Writers gather in Rensselaerville with words and photographs
RENSSELAERVILLE — The streets of Rensselaerville are beckoning talented writers and actors who orbit New York City from less congested places, to drink beer and apprise.
“It’s people who’ve been brought together by New York City,” said Mark Lewis. “But they all live up and down in this region, and they all know each other and say, ‘Hey, kids, let’s put on a show.’”
The 2013 Festival of Writers, held this Aug. 15 to 18, will benefit the Rensselaerville Library, of which Lewis is a trustee. In its fourth year, the festival is hosted in the hamlet, with numerous readings each day in Conkling Hall, and larger, media-based events at the Carey Center for Global Good.
Joan Walsh, editor-at-large for Salon.com, will be the keynote speaker on Aug. 16. She will read from her book, What’s the Matter with White People: Why We Long for a Golden Age That Never Was, using memoir and policy analysis to describe the fall of the liberal working-class in the mid-20th Century.

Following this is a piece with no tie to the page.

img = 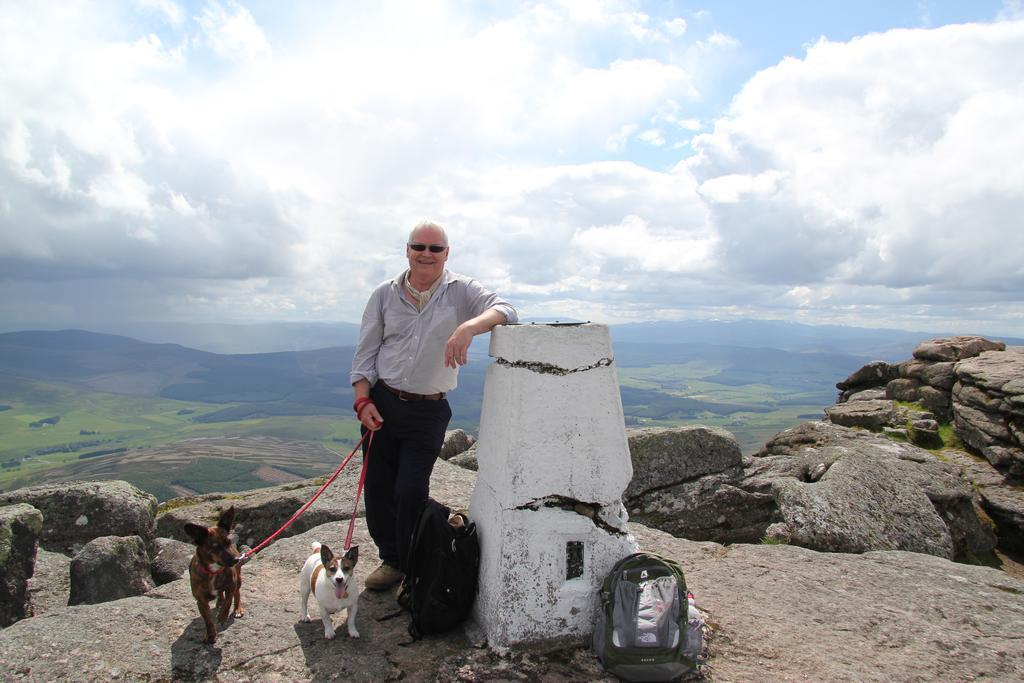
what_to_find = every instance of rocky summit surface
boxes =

Peter Trachtenberg, author of Another Insane Devotion: On the Love of Cats and Persons, will give a keynote speech on Friday night at 6:30. Lizz Winstead, a creator of The Daily Show, will host “Night Owls: Believe it or Not,” a Saturday night event, with short, true stories written by upstate writers and told by David Hill and David Rees of Public Radio International’s This American Life.
The actors will perform outdoors at the Carey Center. “Mosquito spray will be provided,” said Lewis.

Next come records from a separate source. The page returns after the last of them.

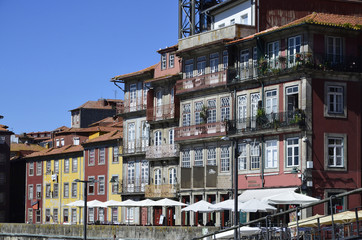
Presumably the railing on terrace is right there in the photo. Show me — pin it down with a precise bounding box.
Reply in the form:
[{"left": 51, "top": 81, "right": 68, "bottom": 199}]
[
  {"left": 123, "top": 138, "right": 149, "bottom": 154},
  {"left": 146, "top": 104, "right": 176, "bottom": 121},
  {"left": 175, "top": 121, "right": 226, "bottom": 141},
  {"left": 226, "top": 110, "right": 305, "bottom": 135},
  {"left": 116, "top": 103, "right": 147, "bottom": 115},
  {"left": 120, "top": 182, "right": 147, "bottom": 194},
  {"left": 146, "top": 144, "right": 179, "bottom": 159},
  {"left": 145, "top": 184, "right": 179, "bottom": 198},
  {"left": 228, "top": 53, "right": 362, "bottom": 84},
  {"left": 176, "top": 70, "right": 227, "bottom": 94}
]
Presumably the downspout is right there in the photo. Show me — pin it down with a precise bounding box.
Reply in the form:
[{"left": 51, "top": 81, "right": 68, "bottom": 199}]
[
  {"left": 257, "top": 0, "right": 260, "bottom": 33},
  {"left": 259, "top": 80, "right": 265, "bottom": 188}
]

Portraits of authors, like Joyce Carol Oates and Tennessee Williams, will be shown at the Hilltown Café on Route 353, with an opening on Thursday, Aug. 15, from 4 to 6 p.m.

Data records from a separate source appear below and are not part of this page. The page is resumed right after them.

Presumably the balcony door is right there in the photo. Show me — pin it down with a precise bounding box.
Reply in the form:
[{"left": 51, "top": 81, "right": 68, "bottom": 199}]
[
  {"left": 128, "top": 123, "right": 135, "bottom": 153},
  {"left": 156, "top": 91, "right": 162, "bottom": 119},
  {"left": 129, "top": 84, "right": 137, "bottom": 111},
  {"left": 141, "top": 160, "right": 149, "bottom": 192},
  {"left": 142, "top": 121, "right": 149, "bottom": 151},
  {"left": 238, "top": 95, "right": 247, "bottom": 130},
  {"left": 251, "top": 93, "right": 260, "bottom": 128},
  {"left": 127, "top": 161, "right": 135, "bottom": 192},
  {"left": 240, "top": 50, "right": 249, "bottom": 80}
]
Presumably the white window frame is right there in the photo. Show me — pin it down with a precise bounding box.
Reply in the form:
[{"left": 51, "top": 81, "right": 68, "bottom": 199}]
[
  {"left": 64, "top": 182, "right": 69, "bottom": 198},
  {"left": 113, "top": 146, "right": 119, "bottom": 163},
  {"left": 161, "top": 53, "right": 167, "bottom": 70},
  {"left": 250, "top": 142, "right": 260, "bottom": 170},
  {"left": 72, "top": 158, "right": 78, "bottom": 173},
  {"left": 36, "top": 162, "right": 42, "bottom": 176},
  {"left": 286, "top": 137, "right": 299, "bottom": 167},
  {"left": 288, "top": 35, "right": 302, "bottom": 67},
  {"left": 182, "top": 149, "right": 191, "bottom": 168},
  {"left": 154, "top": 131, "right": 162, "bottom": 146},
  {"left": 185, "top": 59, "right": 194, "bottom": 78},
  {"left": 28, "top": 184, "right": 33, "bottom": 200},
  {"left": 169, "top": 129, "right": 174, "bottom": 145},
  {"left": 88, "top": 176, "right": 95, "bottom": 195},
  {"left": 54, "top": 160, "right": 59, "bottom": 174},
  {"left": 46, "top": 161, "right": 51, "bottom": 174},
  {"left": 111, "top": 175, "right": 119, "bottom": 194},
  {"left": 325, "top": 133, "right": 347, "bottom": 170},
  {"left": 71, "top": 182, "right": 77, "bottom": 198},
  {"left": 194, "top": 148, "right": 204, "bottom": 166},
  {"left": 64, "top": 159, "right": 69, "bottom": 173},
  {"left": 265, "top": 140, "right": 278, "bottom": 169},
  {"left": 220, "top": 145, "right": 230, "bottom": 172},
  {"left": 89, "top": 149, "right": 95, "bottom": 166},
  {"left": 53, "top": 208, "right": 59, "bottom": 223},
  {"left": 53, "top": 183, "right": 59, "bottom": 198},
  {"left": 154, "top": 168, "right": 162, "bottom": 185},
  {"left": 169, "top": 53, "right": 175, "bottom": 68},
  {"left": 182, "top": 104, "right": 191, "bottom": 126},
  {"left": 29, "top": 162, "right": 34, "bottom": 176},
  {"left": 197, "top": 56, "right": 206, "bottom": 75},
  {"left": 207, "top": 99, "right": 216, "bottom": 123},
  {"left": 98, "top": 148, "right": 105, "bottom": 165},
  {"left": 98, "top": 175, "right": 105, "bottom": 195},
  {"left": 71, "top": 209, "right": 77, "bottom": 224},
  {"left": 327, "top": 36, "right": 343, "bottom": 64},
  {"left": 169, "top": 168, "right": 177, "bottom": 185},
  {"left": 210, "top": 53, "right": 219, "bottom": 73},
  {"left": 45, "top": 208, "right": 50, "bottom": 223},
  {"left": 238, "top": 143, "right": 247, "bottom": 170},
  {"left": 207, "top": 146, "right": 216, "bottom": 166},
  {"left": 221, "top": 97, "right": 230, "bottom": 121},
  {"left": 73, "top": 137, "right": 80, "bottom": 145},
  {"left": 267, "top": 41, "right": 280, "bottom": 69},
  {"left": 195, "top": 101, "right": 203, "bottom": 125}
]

“It involves 12 local photographers — Len Prince and Dudley Reed, who are both local and internationally known photographers,” said Lewis.
For anyone who would like to meet with the festival’s guests, an authors’ reception will be held at 5 p.m. on Saturday, and a bookshop will be set up in Conkling Hall, where authors can sign books for their readers.
“It’s our little public place in Rensselaerville,” Lewis said of the hall. “It’s a former Methodist church that’s become our community hall.”
The festival ends with a large, multi-course, family-style meal, under a tent at the Palmer House Café on the hamlet’s main street, with beer pairings hosted by craft-beer writers Craig Gravina and Kevin Burns.
The schedule for the 2013 Festival of Writers can be found at www.festivalofwriters.org. Tickets may be purchased online, and donations will be accepted at the door of any festival events.